Abel–Ruffini theorem

In mathematics, the Abel–Ruffini theorem shows that we cannot solve every equation of the fifth degree or higher using just basic arithmetic operations and roots. This means there is no simple formula, like the one we use for solving quadratic equations, that works for all equations of this type. The theorem is named after Paolo Ruffini, who first worked on proving this in 1799, and Niels Henrik Abel, who finished the proof in 1824.

For equations of degree two, three, and four, we have special formulas that help us find the solutions. However, for degree five and higher, this is not possible in general. This discovery is important because it tells us the limits of what we can do with algebraic formulas. It also connects to a bigger area of math called Galois theory, which helps us understand why some equations cannot be solved this way.

One example of an equation that cannot be solved using these basic operations is ( x^{5} - x - 1 = 0 ).
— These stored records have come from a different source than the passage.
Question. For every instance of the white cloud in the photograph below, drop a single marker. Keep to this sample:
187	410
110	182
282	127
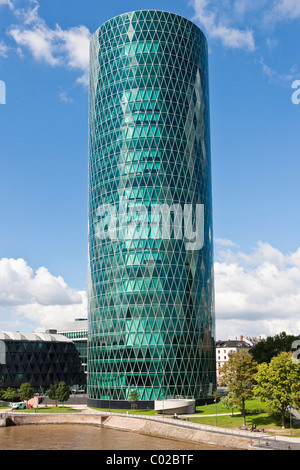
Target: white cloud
216	23
3	49
285	10
257	292
8	3
38	296
56	47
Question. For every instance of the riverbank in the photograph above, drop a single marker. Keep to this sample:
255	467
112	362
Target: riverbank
147	425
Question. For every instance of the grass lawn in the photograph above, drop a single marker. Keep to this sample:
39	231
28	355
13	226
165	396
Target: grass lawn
256	414
137	412
49	409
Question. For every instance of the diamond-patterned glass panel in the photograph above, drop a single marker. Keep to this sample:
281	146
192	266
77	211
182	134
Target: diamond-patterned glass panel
151	298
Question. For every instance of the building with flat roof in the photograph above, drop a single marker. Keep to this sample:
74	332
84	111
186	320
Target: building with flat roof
77	331
39	358
151	285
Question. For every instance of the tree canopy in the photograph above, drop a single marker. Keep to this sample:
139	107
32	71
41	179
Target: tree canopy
278	383
265	350
238	375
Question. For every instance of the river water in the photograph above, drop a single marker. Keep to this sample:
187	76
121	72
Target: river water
85	437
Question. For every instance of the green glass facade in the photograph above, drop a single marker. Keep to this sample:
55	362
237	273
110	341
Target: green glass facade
151	297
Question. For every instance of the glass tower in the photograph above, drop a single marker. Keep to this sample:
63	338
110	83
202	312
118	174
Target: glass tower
151	289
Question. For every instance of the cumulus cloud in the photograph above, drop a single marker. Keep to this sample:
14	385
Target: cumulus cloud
257	292
228	21
54	46
217	26
8	3
38	296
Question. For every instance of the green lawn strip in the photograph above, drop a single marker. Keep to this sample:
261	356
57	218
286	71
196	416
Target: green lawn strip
251	405
49	409
141	412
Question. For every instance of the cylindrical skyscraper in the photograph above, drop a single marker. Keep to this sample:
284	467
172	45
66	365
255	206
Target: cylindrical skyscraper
151	288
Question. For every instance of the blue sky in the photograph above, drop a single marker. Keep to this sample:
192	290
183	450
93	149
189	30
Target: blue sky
253	59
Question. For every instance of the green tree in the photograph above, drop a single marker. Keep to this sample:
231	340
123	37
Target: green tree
272	346
238	375
133	397
278	384
228	401
26	392
62	392
10	394
2	390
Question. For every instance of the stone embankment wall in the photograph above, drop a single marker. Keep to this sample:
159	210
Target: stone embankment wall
143	426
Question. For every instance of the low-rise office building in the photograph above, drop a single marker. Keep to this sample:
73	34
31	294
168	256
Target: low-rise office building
77	331
39	358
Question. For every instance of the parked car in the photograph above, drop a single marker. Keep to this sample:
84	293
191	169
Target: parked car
19	406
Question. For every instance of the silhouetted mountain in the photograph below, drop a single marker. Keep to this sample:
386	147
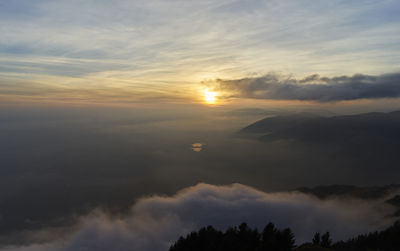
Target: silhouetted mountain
359	129
365	193
376	192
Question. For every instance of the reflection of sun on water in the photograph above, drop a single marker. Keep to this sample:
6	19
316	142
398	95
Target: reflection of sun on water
210	97
197	147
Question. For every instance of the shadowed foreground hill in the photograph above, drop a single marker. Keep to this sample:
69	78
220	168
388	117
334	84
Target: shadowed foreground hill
362	128
243	238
This shows that while we can solve many equations, there are some that need different methods to understand their solutions.

Context

Polynomial equations of degree two can be solved using the quadratic formula, which people have known about since very old times. During the 1500s, people also found ways to solve equations of degree three and four.

For a long time, mathematicians wondered if they could find similar ways to solve equations of degree five and higher. They wanted a special formula that uses only the numbers in the equation and basic math operations like adding, subtracting, multiplying, dividing, and finding roots.
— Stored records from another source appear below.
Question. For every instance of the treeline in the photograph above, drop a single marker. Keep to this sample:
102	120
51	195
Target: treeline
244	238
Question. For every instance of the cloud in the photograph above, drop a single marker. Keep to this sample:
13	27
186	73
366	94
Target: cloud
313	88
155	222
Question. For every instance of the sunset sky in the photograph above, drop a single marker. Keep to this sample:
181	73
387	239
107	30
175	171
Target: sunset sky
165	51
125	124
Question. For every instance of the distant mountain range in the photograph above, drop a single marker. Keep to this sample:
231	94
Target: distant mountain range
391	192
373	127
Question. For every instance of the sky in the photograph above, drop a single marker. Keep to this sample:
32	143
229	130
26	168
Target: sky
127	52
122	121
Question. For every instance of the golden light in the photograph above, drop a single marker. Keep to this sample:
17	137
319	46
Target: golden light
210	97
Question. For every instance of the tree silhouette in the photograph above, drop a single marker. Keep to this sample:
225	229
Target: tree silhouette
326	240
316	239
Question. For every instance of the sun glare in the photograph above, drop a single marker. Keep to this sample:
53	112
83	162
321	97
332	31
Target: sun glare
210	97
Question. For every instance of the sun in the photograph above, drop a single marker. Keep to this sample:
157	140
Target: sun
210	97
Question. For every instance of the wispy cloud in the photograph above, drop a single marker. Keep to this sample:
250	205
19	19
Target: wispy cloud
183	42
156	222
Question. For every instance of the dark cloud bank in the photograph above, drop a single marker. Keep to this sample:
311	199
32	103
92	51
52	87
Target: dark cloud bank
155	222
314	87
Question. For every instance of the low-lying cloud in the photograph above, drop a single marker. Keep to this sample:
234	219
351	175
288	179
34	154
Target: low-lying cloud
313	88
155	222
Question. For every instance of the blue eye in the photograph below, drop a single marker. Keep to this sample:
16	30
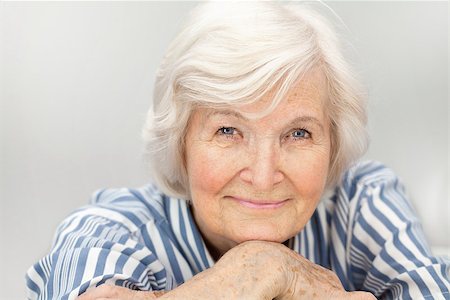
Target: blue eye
227	131
300	134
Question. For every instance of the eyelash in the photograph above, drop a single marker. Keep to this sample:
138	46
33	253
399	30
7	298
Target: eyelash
307	133
220	131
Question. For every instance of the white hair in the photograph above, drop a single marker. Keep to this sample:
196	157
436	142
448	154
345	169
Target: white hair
233	54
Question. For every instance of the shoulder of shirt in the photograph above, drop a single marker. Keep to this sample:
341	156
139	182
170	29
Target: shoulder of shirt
363	175
132	207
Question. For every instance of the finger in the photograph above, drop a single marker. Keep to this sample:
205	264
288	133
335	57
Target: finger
103	291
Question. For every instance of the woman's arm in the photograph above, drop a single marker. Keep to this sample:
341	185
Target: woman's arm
252	270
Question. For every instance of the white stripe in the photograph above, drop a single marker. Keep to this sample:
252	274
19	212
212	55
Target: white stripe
91	264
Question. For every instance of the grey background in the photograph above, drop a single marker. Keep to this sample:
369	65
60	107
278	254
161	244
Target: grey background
76	81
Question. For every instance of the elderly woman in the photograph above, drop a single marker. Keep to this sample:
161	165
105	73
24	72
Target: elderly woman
253	139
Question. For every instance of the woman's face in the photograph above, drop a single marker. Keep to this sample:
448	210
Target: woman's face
259	179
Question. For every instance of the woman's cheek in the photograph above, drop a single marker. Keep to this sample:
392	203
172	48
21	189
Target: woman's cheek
213	166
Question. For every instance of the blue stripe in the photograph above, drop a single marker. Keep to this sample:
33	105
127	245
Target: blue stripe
185	238
198	240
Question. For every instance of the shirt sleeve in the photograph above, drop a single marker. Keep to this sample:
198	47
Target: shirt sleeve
389	255
96	245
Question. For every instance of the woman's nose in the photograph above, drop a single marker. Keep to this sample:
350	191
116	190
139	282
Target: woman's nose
263	169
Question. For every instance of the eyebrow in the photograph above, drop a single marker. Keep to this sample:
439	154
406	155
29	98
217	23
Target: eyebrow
293	123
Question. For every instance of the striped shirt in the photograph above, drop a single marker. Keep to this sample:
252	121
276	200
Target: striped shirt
365	230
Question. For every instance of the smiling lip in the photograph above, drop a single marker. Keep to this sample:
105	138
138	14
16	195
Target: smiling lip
261	204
The Abel–Ruffini theorem shows that such a formula cannot exist for all equations of degree five and higher. However, this does not mean that no equation of these degrees can be solved—it just means there is no single formula that works for every one. Some specific equations, like xⁿ − 1 = 0, can still be solved using special methods.

After Abel’s work, a mathematician named Évariste Galois developed a theory called Galois theory. This theory helps us decide whether a particular equation can be solved with these special methods. Today, computers can help with these decisions, even for very complex equations.

Proof

The Abel–Ruffini theorem tells us that we cannot solve certain equations using only basic math operations and roots. This was proven long before a more advanced math idea called Galois theory was created. Today, we often use Galois theory to understand why the theorem is true.

To explain why some equations can’t be solved with basic math, we look at special math structures called groups. For equations of degree five or higher, their related groups are too complex to break down using simple steps. This is why we can solve equations of degree two, three, and four with formulas, but not for degree five and above.

One famous example is the equation (x^5 - x - 1 = 0). Its related group is too complicated, showing that this equation, and others like it, cannot be solved using just basic math operations and roots.

Cayley's resolvent

To find out if a special kind of math problem with five answers can be solved in a simple way, we can use something called Cayley's resolvent. This is a math expression with one changing value, and it has six answers. The answers in this expression come from the answers in the original five-answer problem.

A particular five-answer problem can be solved simply if, when we put its answers into Cayley's resolvent, the new six-answer expression ends up having a simple, logical answer. We can check for this using a math rule called the rational root theorem.

History

In the 1700s, Joseph Louis Lagrange started working on ways to solve equations. He connected different methods to solve equations with the idea of groups and permutations, which later helped create a new area of math called Galois theory. His work suggested that solving equations of the fifth degree or higher might be very hard, but he did not prove it.

Later, Carl Friedrich Gauss thought it might be impossible to solve these higher equations with basic math tools. The first person to try to prove this was Paolo Ruffini in 1799. His proof was very complicated and not fully accepted. Then, in 1824, Niels Henrik Abel gave a clear and short proof. Because of their work, we now know that these higher equations cannot be solved using just radicals.